Moreover, cell phone tracking is carried out in two ways, first includes the use of historical data which legal authorities obtain from service providers, who maintain such records for billing purposes and are not very detailed.  It is the second method, known as prospective tracking involving per minute location of the device, which is raising concerns related to privacy of individuals.

Tracking cell phones may therefore give access to information, the legality of which is still unclear. There are no clear laws which address this issue and as such cell phone tracking is open to misuse.  Moreover, there are various ways in which different parties want to use this mechanism. For instance mobile companies may want to track its user and his friends as a value added service, while the law enforcement agencies may want to track people with a suspicious record.

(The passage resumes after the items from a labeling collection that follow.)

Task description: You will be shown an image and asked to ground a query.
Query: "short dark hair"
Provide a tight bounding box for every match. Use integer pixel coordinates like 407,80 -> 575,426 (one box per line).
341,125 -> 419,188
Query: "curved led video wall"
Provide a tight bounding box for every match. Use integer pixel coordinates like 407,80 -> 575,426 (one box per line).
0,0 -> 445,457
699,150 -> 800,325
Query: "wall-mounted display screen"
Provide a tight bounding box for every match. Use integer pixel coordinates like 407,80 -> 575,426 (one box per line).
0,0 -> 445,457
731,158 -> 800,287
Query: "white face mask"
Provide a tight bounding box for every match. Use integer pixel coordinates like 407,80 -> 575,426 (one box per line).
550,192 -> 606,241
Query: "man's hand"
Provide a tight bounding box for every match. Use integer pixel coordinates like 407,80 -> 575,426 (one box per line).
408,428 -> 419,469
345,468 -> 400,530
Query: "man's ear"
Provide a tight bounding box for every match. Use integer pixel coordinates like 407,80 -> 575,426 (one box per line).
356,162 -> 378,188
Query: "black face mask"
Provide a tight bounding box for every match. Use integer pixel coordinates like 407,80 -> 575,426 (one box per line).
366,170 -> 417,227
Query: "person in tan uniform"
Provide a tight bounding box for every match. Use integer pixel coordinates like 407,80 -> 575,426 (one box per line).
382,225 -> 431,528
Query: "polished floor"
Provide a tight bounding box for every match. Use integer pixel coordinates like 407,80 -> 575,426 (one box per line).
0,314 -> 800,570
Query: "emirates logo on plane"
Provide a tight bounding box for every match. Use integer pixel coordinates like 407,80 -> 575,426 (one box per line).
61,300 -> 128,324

In a February 2010 order, a Philadelphia court gave a ruling that the FBI and police agencies do not need to obtain a warrant in order to get details related to location of American cell phones. The Obama administration also argues that a search warrant is not necessary, if the law enforcement agencies are acting within the purview of order no 2703 (d), which implies that tracking request could be made if the agency believes that it is important and relevant to an ongoing criminal proceeding.

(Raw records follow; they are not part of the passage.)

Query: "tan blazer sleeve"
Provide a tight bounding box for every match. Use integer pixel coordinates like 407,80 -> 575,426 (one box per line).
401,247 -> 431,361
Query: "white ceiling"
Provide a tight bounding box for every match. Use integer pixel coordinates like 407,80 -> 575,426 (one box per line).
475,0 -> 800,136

Naturally, warrantless cell phone tracking is bound to raise debate where policy-makers and privacy and human rights activist would come face to face. Law enforcement agencies argue that such tracking would help them avert potential dangers and catch fugitives and law evaders. But, human rights groups believe that it is an infringement of individual privacy and violated the Fourth Amendment rights (which insure people from illegal search and seizure).

Groups such as the Electronic Frontier Foundation, the American Civil Liberties Union, and the Center for Democracy and Technology have started their fight against cell phone tracking and are urging the court to insure that a warrant is essential before federal agencies could track an individual whereabouts.

Another major concern is the availability of devices which could be used to effectively track cell phones anonymously.  Information related to using such devices is conveniently available on the internet which would be accessed by anyone. In such a scenario it is very difficult to maintain privacy as one can never be sure about whether he is being tracked or not.

There is little doubt, that if used properly cell phone tracking could provide a mechanism which would help in creating a much more secure environment and ensure effective law enforcement.  However, the one thing which needs to be ensure is that it is being used by the right people and for the right causes.